Se Regulus quella notte fosse scappato con Sirius, si sarebbero subito ritrovati Walpurga Black al seguito, con incantesimi e maledizioni e allora Sirius avrebbe dovuto- no, non poteva scappare anche lui. I Black li avrebbero trovati e allora non ci sarebbe stata speranza per nessuno dei due di uscirne vivo. Non poteva scappare dal sangue famigliare. Era un Black, ecco cos’era, e sarebbe sempre stato legato dalla linea sanguigna della sua famiglia per sempre come delle catene intorno ai suoi polsi.

“l’hai fatto per me?” chiese con voce tremante Sirius. É colpa mia.

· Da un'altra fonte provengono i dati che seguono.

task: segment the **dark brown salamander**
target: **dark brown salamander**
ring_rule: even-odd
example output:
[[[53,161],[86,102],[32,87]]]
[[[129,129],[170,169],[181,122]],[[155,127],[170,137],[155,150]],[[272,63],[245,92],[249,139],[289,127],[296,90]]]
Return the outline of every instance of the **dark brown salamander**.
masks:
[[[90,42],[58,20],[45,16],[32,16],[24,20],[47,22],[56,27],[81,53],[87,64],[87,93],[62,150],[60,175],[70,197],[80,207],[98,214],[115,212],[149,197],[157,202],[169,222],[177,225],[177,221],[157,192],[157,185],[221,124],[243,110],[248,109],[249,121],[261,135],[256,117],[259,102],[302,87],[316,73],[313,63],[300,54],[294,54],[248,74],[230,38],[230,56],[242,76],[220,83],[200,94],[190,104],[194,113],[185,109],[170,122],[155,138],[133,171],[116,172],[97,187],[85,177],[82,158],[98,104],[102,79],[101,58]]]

Regulus non osava guardarlo.

Ecco perché, pensò Sirius, non si sarebbe arreso così facilmente, aveva visto un barlume di luce in quelle parole.

“Reg…non devi rimanere lì se non vuoi. Non mi devi proteggere tu da loro. No, non sarebbe facile ma so che ci sono delle persone pronte ad aiutarci e io posso aiutarti.”
Sirius lo guardava con occhi lucidi ma decisi, per Salazar era così emotivo, pensò Regulus.

“Tu mi hai lasciato in quella casa, Sirius” sussurrò Regulus, puntando lo sguardo verso le stelle, non ce la faceva a guardarlo negli occhi ora.

“Mi dispiace, Reg, ho dovuto farlo…ma ora ti sto venendo a riprendere” gli rispose Sirius.

“Sei sicuro che non sia troppo tardi?” lo guardò Regulus, con un sorriso infelice e occhi stanchi.

Sirius non sapeva come reagire a quell’affermazione, sperava davvero di poter ancora salvare il fratello.

Quanto aveva perso in quella casa… quante parti di sé, tutte le sue emozioni completamente confinate, pensò Regulus, voleva davvero perdere anche il fratello? Voleva davvero spezzettarsi nella forma perfetta per i suoi genitori finché non sarebbe rimasta più nessuna parte di lui? Però era ancora così arrabbiato con Sirius per essersene andato, anche se sapeva che chiedergli di restare non era giusto. Allo stesso tempo voleva proteggerlo, esattamente come il fratello maggiore aveva fatto quando erano bambini. Lui ce la poteva fare, poteva sopportare tutto ciò.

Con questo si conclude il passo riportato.